5月11日 営業四課会議
俺たちは、会議を行っていた。
山形「ここの会社に行くということですか?」
俺 「そうですね。何かしないと変わらないですからね」
このリストは、中村さんから渡されたモノだった。営業成績が最下位ということで、何かしらの対策を次に向けて打つ必要があった。

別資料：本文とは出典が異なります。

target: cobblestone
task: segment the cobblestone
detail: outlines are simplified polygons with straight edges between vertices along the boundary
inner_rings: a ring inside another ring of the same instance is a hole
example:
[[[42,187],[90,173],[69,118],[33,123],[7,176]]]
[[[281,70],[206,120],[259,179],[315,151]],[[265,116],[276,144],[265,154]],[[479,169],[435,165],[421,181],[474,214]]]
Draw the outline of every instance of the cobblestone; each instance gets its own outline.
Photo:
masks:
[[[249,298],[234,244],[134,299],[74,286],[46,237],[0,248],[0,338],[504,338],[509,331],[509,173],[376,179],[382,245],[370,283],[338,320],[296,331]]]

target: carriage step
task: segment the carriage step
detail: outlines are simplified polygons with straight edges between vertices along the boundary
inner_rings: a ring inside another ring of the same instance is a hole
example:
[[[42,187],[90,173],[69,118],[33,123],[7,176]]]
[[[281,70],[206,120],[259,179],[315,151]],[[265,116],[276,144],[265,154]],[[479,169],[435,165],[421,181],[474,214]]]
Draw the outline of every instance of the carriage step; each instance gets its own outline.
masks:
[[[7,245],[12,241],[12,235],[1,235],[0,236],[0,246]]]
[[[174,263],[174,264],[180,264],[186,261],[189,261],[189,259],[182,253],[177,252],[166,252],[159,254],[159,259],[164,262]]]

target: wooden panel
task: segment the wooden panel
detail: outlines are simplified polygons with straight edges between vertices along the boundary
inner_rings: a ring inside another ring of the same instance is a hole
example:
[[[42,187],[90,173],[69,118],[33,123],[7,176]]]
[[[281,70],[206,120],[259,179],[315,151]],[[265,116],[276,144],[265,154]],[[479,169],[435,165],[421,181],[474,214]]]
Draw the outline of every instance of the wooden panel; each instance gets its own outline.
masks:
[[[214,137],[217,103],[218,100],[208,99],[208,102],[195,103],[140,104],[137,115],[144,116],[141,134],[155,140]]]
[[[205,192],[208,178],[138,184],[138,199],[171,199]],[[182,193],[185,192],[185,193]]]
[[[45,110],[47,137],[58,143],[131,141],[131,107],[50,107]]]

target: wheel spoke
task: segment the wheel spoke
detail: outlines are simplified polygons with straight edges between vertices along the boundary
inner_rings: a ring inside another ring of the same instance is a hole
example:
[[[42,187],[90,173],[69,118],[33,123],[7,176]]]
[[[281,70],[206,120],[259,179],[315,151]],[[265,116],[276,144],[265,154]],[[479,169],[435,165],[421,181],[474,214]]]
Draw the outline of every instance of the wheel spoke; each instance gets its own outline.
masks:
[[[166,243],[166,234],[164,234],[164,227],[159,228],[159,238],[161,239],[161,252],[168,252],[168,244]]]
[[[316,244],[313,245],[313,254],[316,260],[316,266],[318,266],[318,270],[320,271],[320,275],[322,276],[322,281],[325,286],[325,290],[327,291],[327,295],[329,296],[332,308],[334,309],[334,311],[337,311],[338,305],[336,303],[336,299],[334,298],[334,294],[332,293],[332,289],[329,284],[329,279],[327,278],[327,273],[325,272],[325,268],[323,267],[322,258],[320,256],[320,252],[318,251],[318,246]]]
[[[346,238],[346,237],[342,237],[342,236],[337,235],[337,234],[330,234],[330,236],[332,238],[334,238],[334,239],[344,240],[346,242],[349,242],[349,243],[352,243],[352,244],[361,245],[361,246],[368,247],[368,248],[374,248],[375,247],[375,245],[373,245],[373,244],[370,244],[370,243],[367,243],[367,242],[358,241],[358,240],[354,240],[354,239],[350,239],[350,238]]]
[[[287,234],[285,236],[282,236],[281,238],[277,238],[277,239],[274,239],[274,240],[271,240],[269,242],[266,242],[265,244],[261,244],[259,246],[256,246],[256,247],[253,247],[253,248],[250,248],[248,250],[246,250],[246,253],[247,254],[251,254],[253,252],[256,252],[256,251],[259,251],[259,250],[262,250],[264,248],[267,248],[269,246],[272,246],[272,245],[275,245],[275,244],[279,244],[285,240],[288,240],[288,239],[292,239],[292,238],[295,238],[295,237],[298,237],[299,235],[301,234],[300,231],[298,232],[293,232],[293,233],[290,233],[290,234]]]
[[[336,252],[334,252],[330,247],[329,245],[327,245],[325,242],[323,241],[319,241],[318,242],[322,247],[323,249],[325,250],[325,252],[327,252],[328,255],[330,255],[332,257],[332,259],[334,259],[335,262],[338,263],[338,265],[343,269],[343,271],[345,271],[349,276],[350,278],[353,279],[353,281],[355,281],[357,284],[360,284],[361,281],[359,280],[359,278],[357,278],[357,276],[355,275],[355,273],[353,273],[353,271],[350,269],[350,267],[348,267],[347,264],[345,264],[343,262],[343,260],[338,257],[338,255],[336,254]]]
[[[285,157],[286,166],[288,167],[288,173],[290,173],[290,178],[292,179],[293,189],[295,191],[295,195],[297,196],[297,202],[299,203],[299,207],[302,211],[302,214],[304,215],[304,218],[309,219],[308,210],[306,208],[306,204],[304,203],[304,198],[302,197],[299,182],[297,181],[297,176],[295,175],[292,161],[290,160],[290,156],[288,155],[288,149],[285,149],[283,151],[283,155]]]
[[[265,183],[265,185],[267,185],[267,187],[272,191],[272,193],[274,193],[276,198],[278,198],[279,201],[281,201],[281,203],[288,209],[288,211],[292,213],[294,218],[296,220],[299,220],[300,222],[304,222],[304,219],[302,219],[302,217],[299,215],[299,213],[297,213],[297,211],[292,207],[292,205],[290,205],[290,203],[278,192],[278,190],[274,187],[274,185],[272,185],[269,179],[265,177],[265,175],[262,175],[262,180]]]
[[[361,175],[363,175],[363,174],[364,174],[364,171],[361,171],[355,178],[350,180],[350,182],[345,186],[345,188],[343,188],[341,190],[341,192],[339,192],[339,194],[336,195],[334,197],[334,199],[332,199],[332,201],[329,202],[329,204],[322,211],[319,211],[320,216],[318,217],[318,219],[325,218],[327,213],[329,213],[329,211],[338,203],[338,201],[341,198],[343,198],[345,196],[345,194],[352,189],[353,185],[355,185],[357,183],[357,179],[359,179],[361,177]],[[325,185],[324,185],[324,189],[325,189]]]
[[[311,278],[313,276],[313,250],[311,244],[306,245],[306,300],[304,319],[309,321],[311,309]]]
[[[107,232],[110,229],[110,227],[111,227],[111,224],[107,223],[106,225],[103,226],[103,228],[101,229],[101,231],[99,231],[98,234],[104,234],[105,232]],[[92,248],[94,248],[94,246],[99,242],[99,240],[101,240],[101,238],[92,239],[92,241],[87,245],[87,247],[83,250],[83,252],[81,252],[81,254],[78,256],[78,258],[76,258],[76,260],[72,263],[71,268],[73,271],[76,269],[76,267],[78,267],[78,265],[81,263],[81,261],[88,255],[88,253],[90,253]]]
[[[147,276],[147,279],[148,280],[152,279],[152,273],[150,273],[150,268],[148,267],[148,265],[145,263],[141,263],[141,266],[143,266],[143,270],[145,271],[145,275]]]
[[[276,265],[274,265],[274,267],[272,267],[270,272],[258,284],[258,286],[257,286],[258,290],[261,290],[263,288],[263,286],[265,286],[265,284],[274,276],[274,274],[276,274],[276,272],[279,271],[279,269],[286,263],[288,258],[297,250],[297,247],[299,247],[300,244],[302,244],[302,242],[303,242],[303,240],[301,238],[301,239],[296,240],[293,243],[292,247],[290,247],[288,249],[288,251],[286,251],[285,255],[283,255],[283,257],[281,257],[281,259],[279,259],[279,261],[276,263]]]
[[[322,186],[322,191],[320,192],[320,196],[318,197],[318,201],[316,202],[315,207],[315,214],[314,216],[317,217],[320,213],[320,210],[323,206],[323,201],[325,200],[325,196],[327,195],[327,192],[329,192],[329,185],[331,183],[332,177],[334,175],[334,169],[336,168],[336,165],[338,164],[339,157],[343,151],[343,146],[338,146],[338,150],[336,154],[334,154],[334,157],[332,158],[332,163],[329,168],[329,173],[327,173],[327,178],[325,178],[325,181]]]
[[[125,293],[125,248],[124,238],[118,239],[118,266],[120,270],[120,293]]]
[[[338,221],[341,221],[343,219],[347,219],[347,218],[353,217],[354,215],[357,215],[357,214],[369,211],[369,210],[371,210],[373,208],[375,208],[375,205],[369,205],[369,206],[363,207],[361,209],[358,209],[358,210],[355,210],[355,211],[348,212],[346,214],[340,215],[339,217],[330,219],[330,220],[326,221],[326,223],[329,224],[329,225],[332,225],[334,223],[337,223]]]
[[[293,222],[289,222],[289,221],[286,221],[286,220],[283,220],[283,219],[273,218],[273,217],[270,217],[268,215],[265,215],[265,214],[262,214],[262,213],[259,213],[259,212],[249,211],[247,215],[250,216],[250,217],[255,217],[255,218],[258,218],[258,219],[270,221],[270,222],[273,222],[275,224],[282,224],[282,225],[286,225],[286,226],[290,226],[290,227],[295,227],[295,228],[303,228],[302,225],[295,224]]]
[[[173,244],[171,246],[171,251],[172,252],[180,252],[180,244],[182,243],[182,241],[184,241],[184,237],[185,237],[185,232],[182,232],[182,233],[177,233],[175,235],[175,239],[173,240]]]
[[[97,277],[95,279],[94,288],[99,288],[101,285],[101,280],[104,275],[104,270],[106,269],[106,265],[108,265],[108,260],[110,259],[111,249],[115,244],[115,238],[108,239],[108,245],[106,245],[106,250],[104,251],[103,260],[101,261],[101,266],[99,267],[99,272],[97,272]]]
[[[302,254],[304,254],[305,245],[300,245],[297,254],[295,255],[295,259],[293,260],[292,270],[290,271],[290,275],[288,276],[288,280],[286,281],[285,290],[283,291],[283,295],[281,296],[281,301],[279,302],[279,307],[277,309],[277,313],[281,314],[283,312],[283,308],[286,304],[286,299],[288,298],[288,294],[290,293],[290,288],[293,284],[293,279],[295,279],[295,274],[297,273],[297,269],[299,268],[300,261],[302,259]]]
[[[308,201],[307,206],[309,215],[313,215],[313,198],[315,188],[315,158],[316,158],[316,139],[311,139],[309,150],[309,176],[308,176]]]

山形「でも、ここの会社はここから距離が遠いじゃないですか?」
俺 「それは、そうですね」
山形さんの言っていることは正しかった。俺もこのリストを見た時には、同じ様に感じた。
花沢「もう少し、いいやり方ないんですか?」
俺 「じゃあ、何かある?」
花沢「、、、、、、、、、」
待っても答えが出ない。
檜 「じゃあ、新しい会社のリストを作るのはどうですか?」
俺 「それはいいけど、檜が作ってくれるの?」
それも考えた。でも、それができるのはこの部署では、俺しかいない。
檜 「それは無理ですよ。時間ないですし」
花沢「やっぱり、無理ですよ。会社が悪いですよ」
頭の中が怒りで満ち溢れていく。
俺 「会社のこと言ってても変わらないだろ?」
新人もいたが関係なかった。いつかこの考えが変わればな。
山形「じゃあ、ここのリストを半分くらいするのはどうですか?」
檜 「たしかに、それだったらできるかもですね」
少し雰囲気の悪くなった会議を二人が明るくしようとしてくれた。
俺 「じゃあ、そうしましょうか」
檜 「伊東さん、二人にはどうしてもらいますか?」
新人二人をいつデビューさせるかは迷っていた。正直、二人とも実力が未知数なのだ。
山形「もし、あれだったら今回のところで行ってもらいますか?」
正直なんて言ったらいいかわからない。石木は、22歳女性でアグレッシブな営業はできそうだが、浮き沈みがある印象を受ける。会社のカラーに合わなければ、成果は出なさそう。それだけに、営業する会社もきちんと選考しなければならない。一方、中丸は、25歳男性でとても真面目。大学院出身ということもあり、賢い。ただ、真面目すぎるが故に、一つ一つの仕事を丁寧にやるから、営業の件数はこなせなさそうだ。結局、二人ともどこに行くかが重要になるのだ。しかし、山形や檜たちには、そうした視点はない。山形は仕方がないが、檜にはそういった細部までこれからはできるようになってほしいのが本音だった。